Il provvedimento del Garante Grandi Stazioni offre degli spunti interessanti per avanzare nell’utilizzo di tali tecniche, ma apparentemente al momento attuale solo per finalità di analisi statistica (applicata al marketing), e con l’adozione di molti presidi a tutela delle libertà e diritti degli interessati.

NOTE

  1. Sul tema dei trattamenti di dati da parte di autorità competenti per finalità di prevenzione e indagine di reati, si noti che la fonte di riferimento è la Direttiva (UE) 2016/680.
  2. Si pensi, ad esempio, ai vari provvedimenti relativi all’utilizzo di sistemi di videosorveglianza intelligente (tra cui menzioniamo provv. Aut. Garante per la protezione dei dati personali n. 421, 19 ottobre 2017, doc. web n. 7273513, nonché n. 393 del 5 ottobre 2017 doc. web n. 7297931, n. 292 del 6 luglio 2016, doc. web n. 5411269), e quelli relativi alla rilevazione di dati biometrici per finalità di sicurezza (tra cui segnaliamo l’ultimo più importante, n. 155 del 15 marzo 2018, doc. web n. 8789277).
  3. Riassumiamo, per semplicità, che non è applicabile il GDPR quando i dati sono anonimi, ossia quando non permettono di identificare persone fisiche, quando è applicabile la sopra menzionata Direttiva (UE) 2016/680, o quando il trattamento è svolto per l’esercizio di attività a carattere esclusivamente personale o domestico (vedere, per maggiori informazioni, l’art. 2 del GDPR).

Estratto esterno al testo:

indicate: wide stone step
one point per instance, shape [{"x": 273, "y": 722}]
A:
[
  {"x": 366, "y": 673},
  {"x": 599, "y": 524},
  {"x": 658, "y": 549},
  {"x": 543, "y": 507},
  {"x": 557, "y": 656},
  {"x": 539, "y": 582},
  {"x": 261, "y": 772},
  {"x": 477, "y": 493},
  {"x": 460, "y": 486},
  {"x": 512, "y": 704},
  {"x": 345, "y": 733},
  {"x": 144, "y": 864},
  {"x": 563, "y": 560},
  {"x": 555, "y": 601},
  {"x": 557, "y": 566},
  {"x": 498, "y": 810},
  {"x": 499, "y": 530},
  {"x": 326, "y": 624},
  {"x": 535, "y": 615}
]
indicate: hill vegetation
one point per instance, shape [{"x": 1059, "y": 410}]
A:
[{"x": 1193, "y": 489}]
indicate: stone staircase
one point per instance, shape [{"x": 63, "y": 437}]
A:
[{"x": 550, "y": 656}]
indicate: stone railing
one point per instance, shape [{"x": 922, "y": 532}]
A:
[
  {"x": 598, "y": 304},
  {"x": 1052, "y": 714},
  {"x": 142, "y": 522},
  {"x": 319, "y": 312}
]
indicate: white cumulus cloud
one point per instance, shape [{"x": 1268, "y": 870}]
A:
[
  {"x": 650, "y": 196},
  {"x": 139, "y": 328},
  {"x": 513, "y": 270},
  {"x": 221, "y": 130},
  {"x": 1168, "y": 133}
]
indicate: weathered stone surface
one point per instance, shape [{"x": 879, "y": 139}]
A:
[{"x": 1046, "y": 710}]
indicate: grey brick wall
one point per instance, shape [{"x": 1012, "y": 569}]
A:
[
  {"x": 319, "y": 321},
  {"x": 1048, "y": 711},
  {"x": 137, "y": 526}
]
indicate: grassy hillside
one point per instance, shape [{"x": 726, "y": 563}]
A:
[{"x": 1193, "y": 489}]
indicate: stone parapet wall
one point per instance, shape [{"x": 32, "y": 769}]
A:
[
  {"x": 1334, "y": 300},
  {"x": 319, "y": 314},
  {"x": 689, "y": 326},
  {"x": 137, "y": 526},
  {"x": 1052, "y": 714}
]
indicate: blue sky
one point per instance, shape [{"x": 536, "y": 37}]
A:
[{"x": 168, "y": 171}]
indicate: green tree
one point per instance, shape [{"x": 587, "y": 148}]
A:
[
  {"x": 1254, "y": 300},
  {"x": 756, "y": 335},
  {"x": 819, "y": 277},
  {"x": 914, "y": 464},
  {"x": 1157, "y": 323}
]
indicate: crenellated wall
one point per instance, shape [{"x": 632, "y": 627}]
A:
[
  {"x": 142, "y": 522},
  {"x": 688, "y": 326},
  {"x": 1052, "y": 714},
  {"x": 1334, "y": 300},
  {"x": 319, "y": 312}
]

  4. Linee guida, p. 15, 76, “The use of video surveillance including biometric recognition functionality installed by private entities for their own purposes (e.g. marketing, statistical, or even security) will, in most cases, require explicit consent of all data subjects (Article 9 (2) (a))”.
  5. Provvedimento del Garante del 21 dicembre 2017 sull’“Installazione di apparati promozionali del tipo “digital signage” (definiti anche Totem) presso una stazione ferroviaria” [7496252].
  6. Nel caso delle pubbliche amministrazioni, la base giuridica principale è l’esecuzione di un compito di interesse pubblico o connesso all’esercizio di pubblici poteri, ai sensi dell’art. 6, comma 1, lett. e) GDPR, che adesso non tratteremo.
  7. Wp.29, “Parere 6/2014 sul concetto di interesse legittimo del responsabile del trattamento ai sensi dell’articolo 7 della direttiva 95/46/CE”, 9 aprile 2014, p.30.
  8. Wp.29, “Parere 6/2014 sul concetto di interesse legittimo del responsabile del trattamento ai sensi dell’articolo 7 della direttiva 95/46/CE”, 9 aprile 2014, p.31.
  9. Wp29, “Linee guida sul processo decisionale automatizzato relativo alle persone fisiche e sulla profilazione ai fini del regolamento 2016/679”, 3 ottobre 2017, p. 16.